El Salvador Scales Back Bitcoin as Legal Tender After IMF Pressure
🔑 Key Takeaways
El Salvador will reduce its use of Bitcoin as legal tender following agreements with the IMF.
Tax payments in BTC suspended and state-run Chivo wallet adjusted.
🗞 Main Story
El Salvador became the first country to adopt Bitcoin as legal tender in 2021.
However, by 2024 and 2025, the government scaled back its official use after pressure from the IMF.
Tax payments in BTC were suspended, the obligation for merchants to accept Bitcoin was removed, and the state-managed Chivo wallet was adjusted.
The move reflects the retreat of a pioneering policy that once made global headlines but also generated losses and diplomatic tensions.
Now, El Salvador is seeking to restore international confidence and secure external financing, reigniting the global debate about Bitcoin’s role as a national currency.
🔬 Expert Opinions
Daniel Salazar (Economist, World Bank):
“El Salvador’s reversal shows the limits of impulsive crypto policies without solid financial backing.”Alejandra Navarro (Political Analyst, Georgetown University):
“Bitcoin as legal tender was a global experiment, but its sustainability remains in doubt.”
🌟 Implications
This policy shift reshapes the global narrative on state-level Bitcoin adoption, prompting caution in other governments that had considered similar paths.
🛬 Sources
El País – “El Salvador cuts back official Bitcoin use after IMF pressure”
Bloomberg Línea – “Government limits BTC tax payments and adjusts Chivo wallet”
📝 Editorial Opinion
Bitcoin in El Salvador: risky experiment or challenge to the global monetary order?
El Salvador’s experience with Bitcoin as legal tender is often described as a risky experiment, even a “leap into the void.” Yet it is fair to ask what might have happened if other Latin American economies had joined this decision in parallel.

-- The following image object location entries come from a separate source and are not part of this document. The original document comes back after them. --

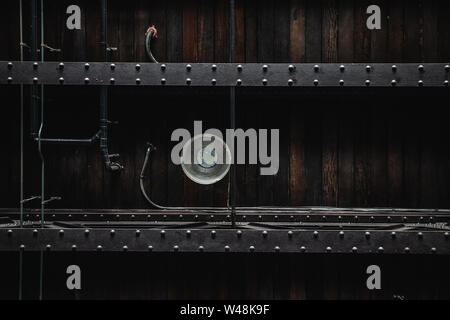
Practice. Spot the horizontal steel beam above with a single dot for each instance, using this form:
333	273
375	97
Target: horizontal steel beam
225	74
280	215
229	240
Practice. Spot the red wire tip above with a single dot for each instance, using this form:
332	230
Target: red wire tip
155	32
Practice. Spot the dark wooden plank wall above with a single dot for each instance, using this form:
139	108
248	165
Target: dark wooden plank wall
159	276
338	150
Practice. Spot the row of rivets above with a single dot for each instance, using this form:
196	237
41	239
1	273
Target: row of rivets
265	67
228	248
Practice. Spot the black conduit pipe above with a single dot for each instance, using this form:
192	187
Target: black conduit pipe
149	35
104	122
34	115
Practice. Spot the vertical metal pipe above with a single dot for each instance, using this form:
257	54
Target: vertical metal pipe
21	116
41	273
21	151
232	181
42	125
34	116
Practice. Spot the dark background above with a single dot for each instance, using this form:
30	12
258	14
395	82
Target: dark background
340	147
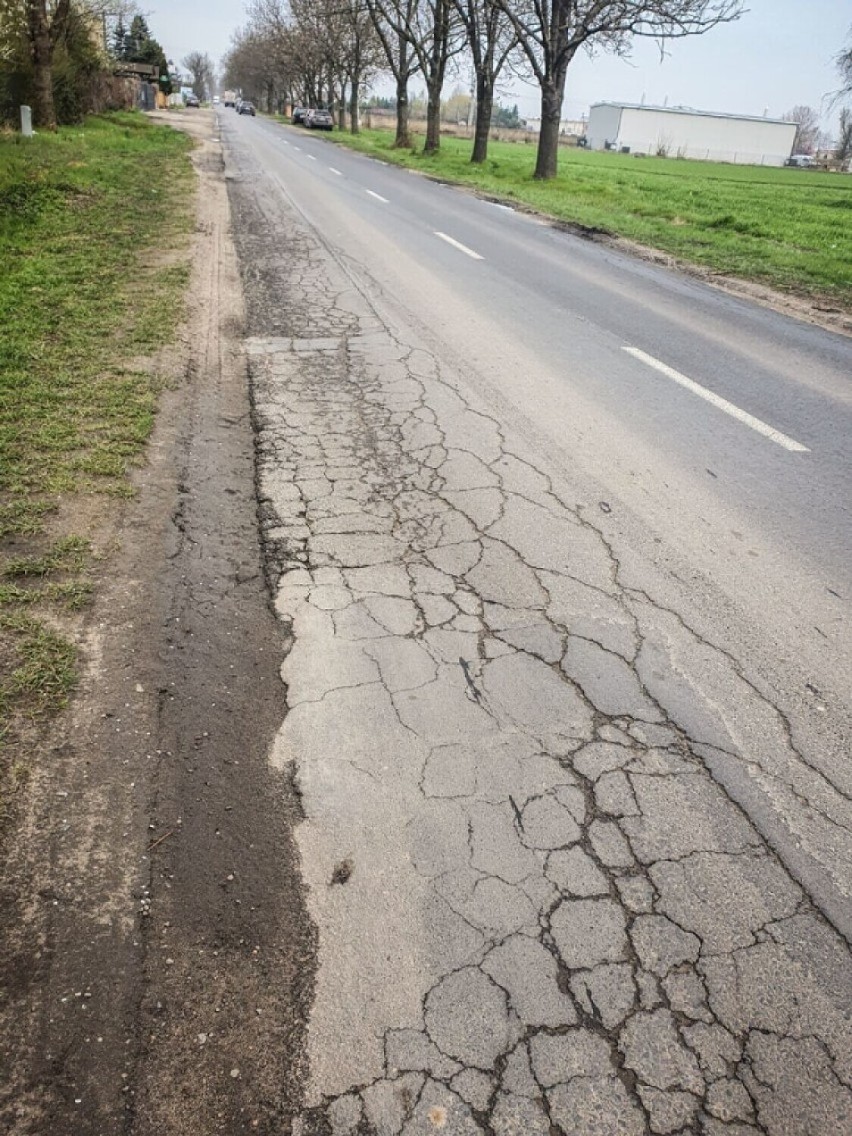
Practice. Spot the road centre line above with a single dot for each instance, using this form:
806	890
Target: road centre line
720	403
459	245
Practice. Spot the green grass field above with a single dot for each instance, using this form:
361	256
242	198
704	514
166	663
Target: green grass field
787	228
94	225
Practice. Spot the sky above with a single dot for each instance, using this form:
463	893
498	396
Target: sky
779	55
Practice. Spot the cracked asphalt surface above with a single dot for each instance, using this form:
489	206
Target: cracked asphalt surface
545	885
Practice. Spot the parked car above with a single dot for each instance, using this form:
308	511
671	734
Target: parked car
319	120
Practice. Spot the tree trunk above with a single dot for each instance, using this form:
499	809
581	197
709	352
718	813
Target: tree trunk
41	50
484	110
403	138
354	124
433	120
548	157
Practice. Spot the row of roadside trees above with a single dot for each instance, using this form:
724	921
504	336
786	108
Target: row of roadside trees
325	51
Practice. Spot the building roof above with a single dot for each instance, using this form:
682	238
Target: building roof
691	110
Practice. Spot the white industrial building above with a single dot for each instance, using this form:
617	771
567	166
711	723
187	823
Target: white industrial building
677	132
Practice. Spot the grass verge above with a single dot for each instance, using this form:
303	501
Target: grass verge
786	228
94	225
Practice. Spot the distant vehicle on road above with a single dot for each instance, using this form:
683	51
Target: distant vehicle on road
319	120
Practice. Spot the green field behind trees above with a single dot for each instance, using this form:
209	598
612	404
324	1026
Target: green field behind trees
787	228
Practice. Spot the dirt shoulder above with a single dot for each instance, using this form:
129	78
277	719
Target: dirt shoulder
157	959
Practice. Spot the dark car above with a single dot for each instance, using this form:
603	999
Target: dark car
319	120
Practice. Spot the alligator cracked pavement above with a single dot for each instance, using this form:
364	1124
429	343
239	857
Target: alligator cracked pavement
544	895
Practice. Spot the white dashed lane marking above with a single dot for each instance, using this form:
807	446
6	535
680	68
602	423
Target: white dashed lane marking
720	403
459	245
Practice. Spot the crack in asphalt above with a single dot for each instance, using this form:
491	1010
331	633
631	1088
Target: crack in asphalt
560	920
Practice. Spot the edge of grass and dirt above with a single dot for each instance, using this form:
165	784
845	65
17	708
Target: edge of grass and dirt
136	883
779	237
94	237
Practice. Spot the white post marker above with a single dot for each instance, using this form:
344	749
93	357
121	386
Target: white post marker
717	401
459	245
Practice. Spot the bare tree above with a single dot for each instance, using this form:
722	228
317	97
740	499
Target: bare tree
401	58
46	25
844	138
491	40
551	33
434	33
203	75
844	66
807	120
360	52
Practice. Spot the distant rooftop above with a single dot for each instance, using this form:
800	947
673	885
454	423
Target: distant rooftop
692	110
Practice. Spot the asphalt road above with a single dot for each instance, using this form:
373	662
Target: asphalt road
551	320
562	540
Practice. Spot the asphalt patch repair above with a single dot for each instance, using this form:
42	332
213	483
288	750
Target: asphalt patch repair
157	958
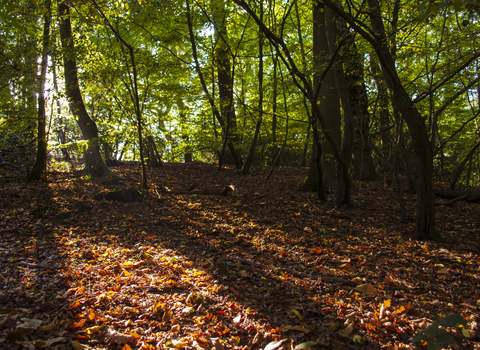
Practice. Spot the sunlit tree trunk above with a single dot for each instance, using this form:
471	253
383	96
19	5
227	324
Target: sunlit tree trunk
425	222
94	164
219	118
225	78
41	161
251	151
363	167
328	100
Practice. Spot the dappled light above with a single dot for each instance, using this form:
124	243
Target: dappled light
263	264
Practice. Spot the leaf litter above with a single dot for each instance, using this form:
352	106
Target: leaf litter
263	267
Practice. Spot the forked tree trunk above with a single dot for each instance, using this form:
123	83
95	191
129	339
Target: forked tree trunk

Perhaps today’s regional scenario would look very different.
From a macroeconomic perspective, adopting Bitcoin could have provided a mechanism to prevent hyperinflation, reduce structural dependence on the U.S. dollar, and ultimately gain degrees of freedom from the heavy burden of external debt. In this context, it is inevitable to question to what extent the IMF has sought to “discipline” El Salvador—and by extension, the region—limiting a possible alternative to the dollar-dominated monetary order.
Moreover, if one argues that the sustainability of Bitcoin as legal tender is doubtful, it should also be remembered that the dollar’s own hegemony rests on a fiat system without gold backing. Shouldn’t the same logic then raise the idea of a return to the gold standard to sustain the dollar’s legitimacy? The paradox highlights that beyond evident risks, the debate over Bitcoin as a national currency questions the international monetary architecture itself.